I am using the PredicateBuilder class from http://www.albahari.com/nutshell/predicatebuilder.aspx

public static Expression<Func<T, bool>> Or<T> (this Expression<Func<T, bool>> expr1,
                                                      Expression<Func<T, bool>> expr2)
  {
    var invokedExpr = Expression.Invoke (expr2, expr1.Parameters.Cast<Expression> ());
    return Expression.Lambda<Func<T, bool>>
          (Expression.OrElse (expr1.Body, invokedExpr), expr1.Parameters);
  }

this extension method is chaining Predicates with the OR operator. on the page, the explanation says

We start by invoking the second expression with the first expression’s parameters. An Invoke expression calls another lambda expression using the given expressions as arguments. We can create the conditional expression from the body of the first expression and the invoked version of the second. The final step is to wrap this in a new lambda expression.


so if for example i have

Predicate<Book> p1 = b => b.Title.Contains("economy");
Predicate<Book> p2 = b=>b.PublicationYear>2001;
Predicate chain = p1.And(p2);

I didn't quite get the exlanation. can someone please explain how the code of the extension method above is working? thanks

Était-ce utile?

La solution

Let's rewrite the method body like this:

return Expression.Lambda<Func<T, bool>>(
    Expression.OrElse(
        expr1.Body,
        Expression.Invoke(expr2, expr1.Parameters.Cast<Expression>())
    ),
    expr1.Parameters);

We should also keep in mind that expr1 is your existing expression that takes a T and returns a bool. Additionally, while the expression trees we are working with do not actually do anything (they represent something instead), I am going to use "do" henceforth because it makes for much easier reading. Technically for an expression tree to actually do something you have to compile it first and then invoke the resulting delegate.

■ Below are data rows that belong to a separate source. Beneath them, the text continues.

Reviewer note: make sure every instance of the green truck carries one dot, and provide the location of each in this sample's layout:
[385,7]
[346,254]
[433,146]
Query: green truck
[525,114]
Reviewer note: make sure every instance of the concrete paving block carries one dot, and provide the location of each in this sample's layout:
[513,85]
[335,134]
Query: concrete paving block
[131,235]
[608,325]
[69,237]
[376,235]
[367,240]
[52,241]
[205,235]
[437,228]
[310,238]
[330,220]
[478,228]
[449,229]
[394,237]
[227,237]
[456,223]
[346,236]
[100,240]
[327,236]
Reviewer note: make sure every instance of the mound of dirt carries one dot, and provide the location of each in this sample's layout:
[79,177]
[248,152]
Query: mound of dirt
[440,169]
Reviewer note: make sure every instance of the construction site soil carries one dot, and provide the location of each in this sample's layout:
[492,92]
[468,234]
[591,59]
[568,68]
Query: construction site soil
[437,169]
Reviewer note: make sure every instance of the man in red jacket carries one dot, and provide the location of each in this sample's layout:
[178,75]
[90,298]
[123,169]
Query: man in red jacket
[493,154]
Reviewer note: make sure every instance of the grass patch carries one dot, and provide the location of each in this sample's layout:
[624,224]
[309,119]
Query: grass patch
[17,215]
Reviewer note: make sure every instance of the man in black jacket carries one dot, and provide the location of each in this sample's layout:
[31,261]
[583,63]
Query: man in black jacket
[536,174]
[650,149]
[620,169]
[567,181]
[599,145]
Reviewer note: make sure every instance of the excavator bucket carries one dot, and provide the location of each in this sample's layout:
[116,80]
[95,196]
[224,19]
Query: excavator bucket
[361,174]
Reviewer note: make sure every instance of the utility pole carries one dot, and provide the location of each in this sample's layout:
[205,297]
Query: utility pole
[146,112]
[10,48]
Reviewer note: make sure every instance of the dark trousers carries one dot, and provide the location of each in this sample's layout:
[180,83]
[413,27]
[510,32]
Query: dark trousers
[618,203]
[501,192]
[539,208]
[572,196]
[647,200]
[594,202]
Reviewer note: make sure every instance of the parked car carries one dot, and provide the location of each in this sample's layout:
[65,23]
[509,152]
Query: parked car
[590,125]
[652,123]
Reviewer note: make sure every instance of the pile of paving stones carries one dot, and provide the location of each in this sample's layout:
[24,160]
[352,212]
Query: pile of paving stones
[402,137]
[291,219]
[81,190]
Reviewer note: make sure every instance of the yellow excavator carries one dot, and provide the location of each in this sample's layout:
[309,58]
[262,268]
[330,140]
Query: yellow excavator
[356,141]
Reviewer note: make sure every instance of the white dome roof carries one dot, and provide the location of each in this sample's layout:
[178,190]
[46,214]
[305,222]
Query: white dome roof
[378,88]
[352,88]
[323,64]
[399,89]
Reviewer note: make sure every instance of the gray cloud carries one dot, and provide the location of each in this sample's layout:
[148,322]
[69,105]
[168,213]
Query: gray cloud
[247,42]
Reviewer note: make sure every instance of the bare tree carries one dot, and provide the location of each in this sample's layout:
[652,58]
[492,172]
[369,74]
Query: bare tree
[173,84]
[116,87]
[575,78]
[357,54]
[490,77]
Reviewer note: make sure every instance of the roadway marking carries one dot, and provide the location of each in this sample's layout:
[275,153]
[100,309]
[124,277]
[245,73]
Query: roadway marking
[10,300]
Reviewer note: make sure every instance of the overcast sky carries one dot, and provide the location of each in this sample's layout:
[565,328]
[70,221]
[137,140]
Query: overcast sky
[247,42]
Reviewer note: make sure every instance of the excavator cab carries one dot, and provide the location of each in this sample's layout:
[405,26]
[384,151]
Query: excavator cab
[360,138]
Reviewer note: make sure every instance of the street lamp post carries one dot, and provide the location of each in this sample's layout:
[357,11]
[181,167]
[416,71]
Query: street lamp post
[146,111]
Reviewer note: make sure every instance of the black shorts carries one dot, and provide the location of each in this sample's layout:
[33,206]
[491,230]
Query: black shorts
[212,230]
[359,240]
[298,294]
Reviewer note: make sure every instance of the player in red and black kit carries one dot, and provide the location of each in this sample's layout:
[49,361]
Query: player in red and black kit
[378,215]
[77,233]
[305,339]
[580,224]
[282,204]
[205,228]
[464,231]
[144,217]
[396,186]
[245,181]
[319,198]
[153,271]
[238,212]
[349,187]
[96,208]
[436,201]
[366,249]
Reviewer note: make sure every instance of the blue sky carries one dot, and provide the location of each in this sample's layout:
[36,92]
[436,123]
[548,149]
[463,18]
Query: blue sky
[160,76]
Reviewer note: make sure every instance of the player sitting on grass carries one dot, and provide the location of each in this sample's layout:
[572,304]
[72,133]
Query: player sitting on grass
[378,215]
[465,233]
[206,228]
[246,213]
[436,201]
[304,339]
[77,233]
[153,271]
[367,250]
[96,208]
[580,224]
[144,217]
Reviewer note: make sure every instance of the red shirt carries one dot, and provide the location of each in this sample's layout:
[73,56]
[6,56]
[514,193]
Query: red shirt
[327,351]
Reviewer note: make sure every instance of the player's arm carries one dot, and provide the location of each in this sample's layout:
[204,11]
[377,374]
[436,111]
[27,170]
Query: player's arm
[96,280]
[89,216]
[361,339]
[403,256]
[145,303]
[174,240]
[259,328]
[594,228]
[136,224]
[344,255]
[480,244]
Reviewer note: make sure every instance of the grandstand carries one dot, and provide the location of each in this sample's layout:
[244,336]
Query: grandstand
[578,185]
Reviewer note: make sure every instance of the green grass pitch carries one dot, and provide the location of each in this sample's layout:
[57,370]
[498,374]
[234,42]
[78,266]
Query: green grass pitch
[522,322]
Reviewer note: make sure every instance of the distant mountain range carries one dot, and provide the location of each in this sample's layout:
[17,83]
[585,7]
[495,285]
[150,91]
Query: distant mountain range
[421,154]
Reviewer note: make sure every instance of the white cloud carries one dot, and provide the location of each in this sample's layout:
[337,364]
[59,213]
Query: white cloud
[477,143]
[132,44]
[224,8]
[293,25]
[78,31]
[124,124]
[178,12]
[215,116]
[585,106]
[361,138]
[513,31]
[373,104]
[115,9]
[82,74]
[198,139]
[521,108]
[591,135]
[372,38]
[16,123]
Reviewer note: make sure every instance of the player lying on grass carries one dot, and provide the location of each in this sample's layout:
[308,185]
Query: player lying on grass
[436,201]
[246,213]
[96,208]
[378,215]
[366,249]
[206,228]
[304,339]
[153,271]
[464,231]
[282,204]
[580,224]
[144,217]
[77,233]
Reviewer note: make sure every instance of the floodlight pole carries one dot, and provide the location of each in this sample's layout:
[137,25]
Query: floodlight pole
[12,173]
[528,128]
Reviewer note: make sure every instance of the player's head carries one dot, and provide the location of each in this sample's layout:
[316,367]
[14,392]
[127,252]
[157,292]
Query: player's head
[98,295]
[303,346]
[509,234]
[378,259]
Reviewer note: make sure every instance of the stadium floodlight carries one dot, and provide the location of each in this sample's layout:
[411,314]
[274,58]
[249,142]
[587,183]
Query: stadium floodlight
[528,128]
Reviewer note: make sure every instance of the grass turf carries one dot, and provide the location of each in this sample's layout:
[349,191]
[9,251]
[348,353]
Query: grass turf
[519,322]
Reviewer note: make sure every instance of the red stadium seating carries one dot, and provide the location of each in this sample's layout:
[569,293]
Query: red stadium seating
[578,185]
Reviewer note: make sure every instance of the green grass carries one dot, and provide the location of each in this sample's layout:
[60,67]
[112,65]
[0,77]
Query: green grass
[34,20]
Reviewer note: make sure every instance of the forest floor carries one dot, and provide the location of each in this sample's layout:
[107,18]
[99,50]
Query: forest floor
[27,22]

Ok, so what do we have here? This is a lambda expression that takes whatever parameters expr1 takes (see last line) and whose body, as per the documentation, is

a BinaryExpression that represents a conditional OR operation that evaluates the second operand only if the first operand evaluates to false.

The first operand is expr1.Body, which means the resulting function (not actually a function, see note above) evaluates expr1. If the result is true it returns true on the spot. Otherwise, it invokes expr2 with the same parameters as those passed to expr1 (this means the single T parameter) and returns the result of that.